Tinnitus is a very tricky condition to manage, and the root cause of it is oftentimes unknown. For people who spent their teenage and young adult lives listening to music at deafening volumes, the cause of tinnitus is obvious (and perhaps the accompanying hearing loss).
Another subset of people that can easily pinpoint to the root cause of tinnitus is active military and veterans. It’s bad enough that while in the military, servicemembers are under aural assault from ordinance explosions, gunfire, rockets, jets, etc.
But from the early 2000s until just a few years ago, anybody who served in the military likely were using faulty earplugs from 3M. (Consequently, tens of thousands of active military and veterans have filed lawsuits.)
For many people, however, the reason for why they have developed tinnitus remains a mystery.
According to MayoClinic.com, tinnitus isn’t actually a condition itself. Rather, it’s symptomatic of an underlying condition. But figuring out the underlying condition is the tricky part. The culprits may include:
A problem with circulation
Former ear injury
Inner-ear hair-cell damage
Chronic health conditions that can alter nerve function in the inner ear
Meniere’s Disease (an inner ear disorder)
There are many other factors that may also contribute to tinnitus. Ear infections and certain pharmaceutical medications, including antidepressants and antibiotics can induce it.
Regardless of what the root cause is, for tinnitus sufferers, somewhere and something in their auditory system is causing the brain’s auditory cortex to interpret nerve activity as a sound.
Manage Stress, Manage Tinnitus
Stress is a major underlying factor that can cause tinnitus or make it worse. In fact, one study suggests that emotional stress is the trigger in 75% of new tinnitus cases. What’s interesting about the study is that it contradicts the prevailing notion that structural damage to the inner ear is responsible for new tinnitus cases.

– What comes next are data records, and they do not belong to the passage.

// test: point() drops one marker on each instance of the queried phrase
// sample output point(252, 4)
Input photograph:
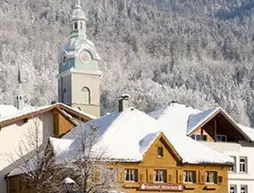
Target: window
point(189, 176)
point(199, 137)
point(211, 177)
point(243, 164)
point(232, 189)
point(65, 96)
point(221, 138)
point(86, 95)
point(160, 151)
point(131, 175)
point(244, 189)
point(233, 168)
point(160, 176)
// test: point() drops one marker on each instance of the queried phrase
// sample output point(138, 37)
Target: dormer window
point(199, 137)
point(221, 138)
point(160, 151)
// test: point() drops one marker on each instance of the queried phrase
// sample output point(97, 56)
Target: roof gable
point(159, 138)
point(209, 115)
point(185, 120)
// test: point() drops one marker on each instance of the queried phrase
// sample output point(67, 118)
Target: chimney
point(123, 102)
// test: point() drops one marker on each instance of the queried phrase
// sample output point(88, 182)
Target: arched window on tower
point(86, 95)
point(64, 100)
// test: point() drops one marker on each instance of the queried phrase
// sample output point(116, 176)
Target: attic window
point(221, 138)
point(199, 137)
point(160, 151)
point(25, 120)
point(131, 175)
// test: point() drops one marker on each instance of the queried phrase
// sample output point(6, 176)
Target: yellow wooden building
point(151, 159)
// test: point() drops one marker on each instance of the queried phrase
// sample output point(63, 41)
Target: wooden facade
point(141, 177)
point(174, 171)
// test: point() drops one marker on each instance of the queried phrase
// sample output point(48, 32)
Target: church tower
point(19, 97)
point(79, 77)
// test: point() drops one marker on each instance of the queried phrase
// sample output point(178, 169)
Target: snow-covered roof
point(248, 131)
point(127, 136)
point(185, 119)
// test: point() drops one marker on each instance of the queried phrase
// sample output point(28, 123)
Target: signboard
point(161, 187)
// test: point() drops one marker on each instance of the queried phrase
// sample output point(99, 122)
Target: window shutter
point(220, 179)
point(150, 177)
point(170, 178)
point(141, 179)
point(121, 175)
point(202, 179)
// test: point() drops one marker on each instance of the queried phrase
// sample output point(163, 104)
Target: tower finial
point(78, 4)
point(19, 77)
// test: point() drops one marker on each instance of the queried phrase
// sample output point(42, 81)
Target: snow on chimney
point(123, 102)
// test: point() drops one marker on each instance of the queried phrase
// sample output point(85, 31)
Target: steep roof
point(12, 115)
point(128, 135)
point(185, 119)
point(6, 110)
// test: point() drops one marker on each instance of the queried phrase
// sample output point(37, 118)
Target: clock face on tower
point(85, 57)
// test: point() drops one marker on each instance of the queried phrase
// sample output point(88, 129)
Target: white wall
point(13, 136)
point(243, 149)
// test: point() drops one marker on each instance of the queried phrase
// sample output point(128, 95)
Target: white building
point(216, 129)
point(17, 128)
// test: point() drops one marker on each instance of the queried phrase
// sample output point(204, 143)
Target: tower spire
point(78, 21)
point(78, 4)
point(19, 77)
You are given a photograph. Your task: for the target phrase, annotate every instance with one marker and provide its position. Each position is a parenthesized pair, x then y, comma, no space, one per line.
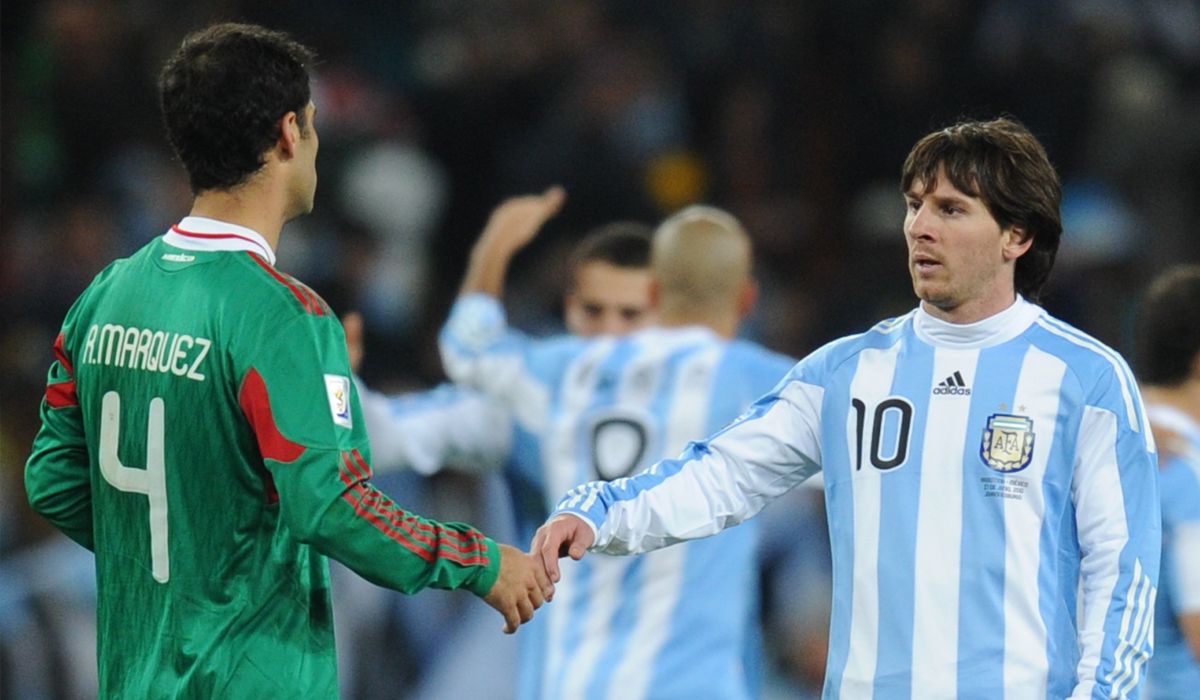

Thus, if you manage your stress, you may be able to greatly manage your tinnitus. You may not be able to completely get rid of it; to date there is no cure. That means, if you’re not yet meditating or doing deep breathing exercises, or spending lots of time relaxing or recreating in nature, start doing so today.
Just remember that the goal of stress management isn’t to naively get rid of stress. Instead, yoga, Tai Chi and other stress management techniques neutralize the potentially harmful effects of stress.
Holistic Strategy For Managing Tinnitus
Because tinnitus is difficult to treat, a holistic management strategy is necessary. Here’s a list of some things that may help:
Vitamin B12 supplementation (deficiency of this nutrient has been linked to auditory pathway disorders)
Chinese herbs that strengthen kidney organ function (ginkgo biloba, rehammania, tree peony bark, Chinese yam rhizome, etc; seek advice from a qualified herbalist or acupuncturist).
Intermittent Fasting (Check out this study, which suggests fasting normalizes cellular function of the inner ear.)
Ear exercises (There are dozens of videos on YouTube; for best results consult an audiologist.)
Brain rebooting (neuroplasticity)
Avoid added sugars and cut down on starchy carbs (which is why this article is perfect for consideration on the Miracle Noodle blog)
Don’t surround yourself with negative and difficult people and certainly not loud ones!
Quite a few new tinnitus management therapies are currently being studied. These include electric tongue stimulation combined with ambient electronic music and oxytocin nasal spray.
It’s not known exactly when these promising therapies will become readily available. So if you want to reduce the severity of your tinnitus, adopt some of the holistic strategies above and good luck!